Abstract
Introduction
Facial analysis is a fundamental component of any plastic, reconstructive, or maxillofacial consultation. Years of training and experience enable plastic surgeons to rapidly analyze an individual's face and quickly determine an impression of facial pathology, dysmorphism, and beauty. Much like the common proverb: “beauty is in the eye of the beholder,” individual plastic surgeons may have varying ideals when it comes to facial analysis—thus making this form of “gestalt” analysis truly subjective in nature.
The objective measurement of facial landmarks and proportions has become increasingly used to highlight areas of interest in preoperative assessments, detect post-operative changes in facial reanimation or cosmetic surgery, provide an objective measurement tool for researchers, or assist with the diagnosis of various cranial dysmorphologies.1,2 The ability to accurately extract facial landmarks and subsequently precisely calculate various proportions is integral to successful facial analysis. Multiple objective techniques for the measurement of soft tissue facial landmark measurements have been described and validated in prior literature.1,3,4 Direct surface measurements, popularized and standardized by Farkas, have yielded an extensive list of facial indices and population averages across ethnicities.1,5–7 Direct measurements, however, are operator dependent, time-consuming, subject to human error and require close, in-person contact with patients. Advances in photography and computer software have enabled highly accurate capture of human faces using precise markup tools, 3-dimensional reconstruction, and incorporation of computed tomography (CT) cephalometric imaging.4,8–11 Although powerful, these techniques are limited by their center-dependent availability, cost, and time.

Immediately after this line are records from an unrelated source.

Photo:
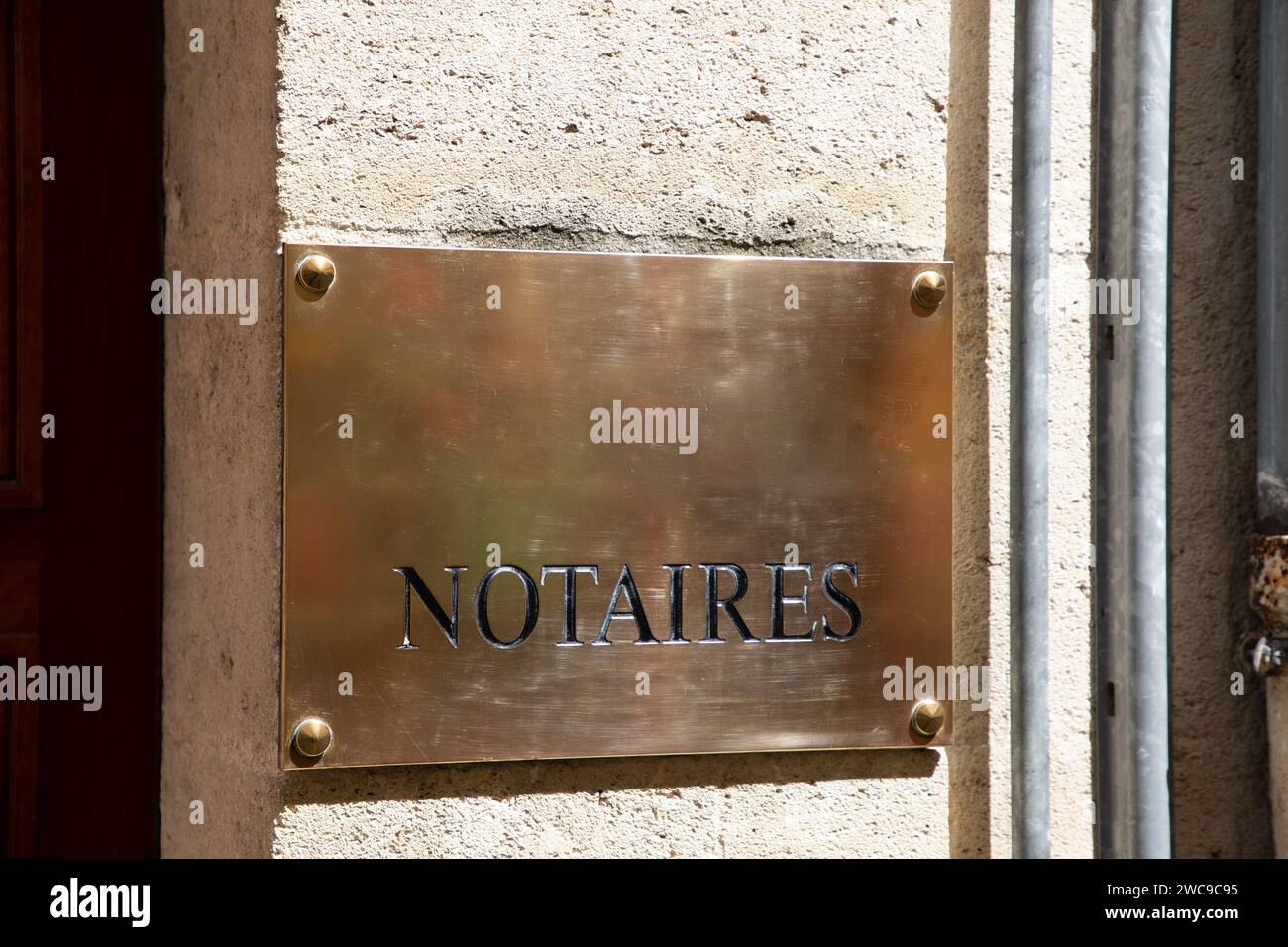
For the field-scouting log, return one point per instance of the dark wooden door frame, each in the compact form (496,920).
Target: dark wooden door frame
(80,514)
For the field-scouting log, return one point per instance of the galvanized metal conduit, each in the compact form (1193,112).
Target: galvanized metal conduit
(1030,264)
(1133,805)
(1273,273)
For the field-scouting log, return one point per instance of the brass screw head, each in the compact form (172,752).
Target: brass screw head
(312,737)
(927,718)
(316,272)
(928,289)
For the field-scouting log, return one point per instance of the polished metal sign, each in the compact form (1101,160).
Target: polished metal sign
(578,504)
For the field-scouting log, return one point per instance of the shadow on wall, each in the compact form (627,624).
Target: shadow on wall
(596,776)
(970,785)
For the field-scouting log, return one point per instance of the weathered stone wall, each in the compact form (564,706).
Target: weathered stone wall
(824,129)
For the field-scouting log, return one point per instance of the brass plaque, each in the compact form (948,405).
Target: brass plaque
(748,453)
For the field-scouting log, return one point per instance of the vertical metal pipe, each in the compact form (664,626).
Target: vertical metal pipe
(1273,273)
(1030,265)
(1131,303)
(1270,654)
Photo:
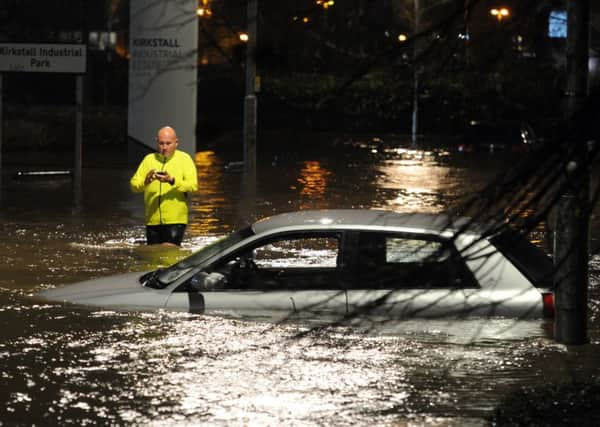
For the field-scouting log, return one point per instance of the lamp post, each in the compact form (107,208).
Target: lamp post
(250,98)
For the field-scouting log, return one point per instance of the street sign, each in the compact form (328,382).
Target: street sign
(43,58)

Machine learning (ML)-derived facial recognition algorithms have increasingly been proven useful for automatic feature extraction, objective beauty measurements, and the diagnosis and management of craniofacial dysmorphology.12–14 Unfortunately, most ML tools rarely progress beyond initial prototype development and clinical translation to wide adoption and deployment are not typically seen. 15 Thus, there remains a need for a fast, cost-effective, scalable, and accurate tool for the detection and analysis of human facial landmarks in clinical settings to serve as a reliable foundation on which to build these valuable and powerful tools.
Facial recognition technology is becoming ever more prevalent and accessible on everyday devices. Recently, Google has published a collection of open-access computer vision models (ML Kit) for deployment in phone-based applications. 16 ML Kit offers a fast, powerful, easy-to-use pretrained face detection model that was developed by experts in the field of computer vision. This model is capable of real-time facial landmark recognition and provides 133 coordinate points representing the eyes, eyebrows, nose, cheeks, mouth, and facial outline. This open-source Application Programing Interface (API) offers novel opportunities for wider development and deployment of automated tools for facial analysis.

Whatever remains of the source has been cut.